La préface de Detoeuf à l’ouvrage de 1937 présentant les sections homogènes de Rimailho est célèbre. Il prône notamment le rapprochement des prix de revient de différentes industries afin de réguler la concurrence. Sans traiter de contrôle budgétaire, ce texte s’inscrit dans la même mouvance idéologique, rattaché au corporatisme (Bouquin, 1995d). Il faut noter que ce texte et le projet politique sont repris par le CNPF en 1956 (Nordling, 1956) dans le cadre de la commission de l’Organisation Professionnelle et Economique. L’animateur de ce projet n’est autre que Jean Benoit1. Il traite alors des « méthodes modernes de contrôle de gestion » qui sont à rattacher à la même problématique de comparaison des coûts de revient entre différentes industries. C’est encore une preuve que le projet corporatiste ne disparaît pas tout à fait avec la guerre.

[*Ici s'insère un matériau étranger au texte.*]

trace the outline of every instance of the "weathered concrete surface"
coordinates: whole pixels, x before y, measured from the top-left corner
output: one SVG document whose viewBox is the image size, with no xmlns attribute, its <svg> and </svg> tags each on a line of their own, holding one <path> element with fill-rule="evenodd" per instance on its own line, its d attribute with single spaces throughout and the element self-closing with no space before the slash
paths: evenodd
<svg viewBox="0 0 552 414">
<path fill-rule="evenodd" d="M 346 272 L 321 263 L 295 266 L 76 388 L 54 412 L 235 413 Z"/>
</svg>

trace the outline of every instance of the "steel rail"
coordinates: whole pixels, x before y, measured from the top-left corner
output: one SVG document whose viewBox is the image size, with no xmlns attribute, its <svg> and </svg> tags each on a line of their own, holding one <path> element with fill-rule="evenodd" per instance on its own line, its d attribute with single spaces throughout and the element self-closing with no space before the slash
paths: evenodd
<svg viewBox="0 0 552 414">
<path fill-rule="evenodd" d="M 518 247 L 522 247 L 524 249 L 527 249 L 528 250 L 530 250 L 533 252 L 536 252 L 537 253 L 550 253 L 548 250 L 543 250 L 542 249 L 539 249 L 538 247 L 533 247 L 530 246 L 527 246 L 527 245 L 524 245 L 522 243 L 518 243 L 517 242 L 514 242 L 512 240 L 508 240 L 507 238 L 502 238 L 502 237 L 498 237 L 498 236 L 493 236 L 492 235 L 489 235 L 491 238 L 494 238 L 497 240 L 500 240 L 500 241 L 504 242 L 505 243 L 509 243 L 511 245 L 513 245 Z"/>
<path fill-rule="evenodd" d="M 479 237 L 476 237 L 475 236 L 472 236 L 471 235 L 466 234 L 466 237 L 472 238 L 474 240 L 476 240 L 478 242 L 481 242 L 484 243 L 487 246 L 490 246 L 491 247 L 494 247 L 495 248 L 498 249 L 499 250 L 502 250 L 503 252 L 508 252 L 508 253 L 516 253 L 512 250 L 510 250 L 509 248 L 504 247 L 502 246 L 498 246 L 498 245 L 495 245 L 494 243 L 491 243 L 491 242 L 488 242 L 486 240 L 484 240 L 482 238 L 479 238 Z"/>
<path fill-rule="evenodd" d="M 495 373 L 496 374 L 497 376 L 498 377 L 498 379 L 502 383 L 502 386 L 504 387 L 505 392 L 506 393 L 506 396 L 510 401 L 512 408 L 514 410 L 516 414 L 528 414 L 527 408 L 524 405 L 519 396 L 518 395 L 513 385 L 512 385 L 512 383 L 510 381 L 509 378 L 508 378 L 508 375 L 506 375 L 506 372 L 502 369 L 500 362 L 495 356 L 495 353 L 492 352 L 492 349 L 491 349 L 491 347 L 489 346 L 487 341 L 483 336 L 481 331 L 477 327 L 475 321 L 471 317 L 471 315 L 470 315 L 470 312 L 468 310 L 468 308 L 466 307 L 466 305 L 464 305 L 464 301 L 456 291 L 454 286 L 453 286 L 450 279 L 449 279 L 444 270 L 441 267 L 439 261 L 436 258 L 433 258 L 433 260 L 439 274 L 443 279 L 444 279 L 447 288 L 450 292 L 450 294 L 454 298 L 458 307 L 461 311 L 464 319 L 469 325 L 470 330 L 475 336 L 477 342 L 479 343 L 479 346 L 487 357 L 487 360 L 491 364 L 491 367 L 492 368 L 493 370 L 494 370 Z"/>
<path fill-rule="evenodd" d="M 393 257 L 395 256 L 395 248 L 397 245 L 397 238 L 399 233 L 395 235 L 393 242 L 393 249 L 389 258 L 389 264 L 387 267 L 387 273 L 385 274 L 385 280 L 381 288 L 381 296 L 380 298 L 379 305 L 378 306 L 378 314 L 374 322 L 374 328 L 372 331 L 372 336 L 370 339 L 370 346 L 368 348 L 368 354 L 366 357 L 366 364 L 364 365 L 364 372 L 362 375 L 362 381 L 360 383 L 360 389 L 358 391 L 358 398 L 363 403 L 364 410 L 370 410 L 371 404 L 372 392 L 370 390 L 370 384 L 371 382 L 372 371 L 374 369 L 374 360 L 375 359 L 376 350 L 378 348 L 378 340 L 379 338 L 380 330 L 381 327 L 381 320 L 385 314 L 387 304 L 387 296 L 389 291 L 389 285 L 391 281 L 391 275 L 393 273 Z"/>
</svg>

L’implication politique sous-jacente au contrôle budgétaire est loin de faire l’unanimité. Ainsi Penglaou (1931) croit nécessaire d’expliquer que les budgets ne sont pas la première étape vers une socialisation des moyens de production propre à une économie dirigée telle que l’URSS. Des dérives dans l’utilisation du contrôle budgétaire sont selon lui possible mais elles ne remettent pas en cause la liberté d’entreprendre. Si l’idéologie peut être un moteur facilitant l’implantation des budgets, elle peut aussi être un frein.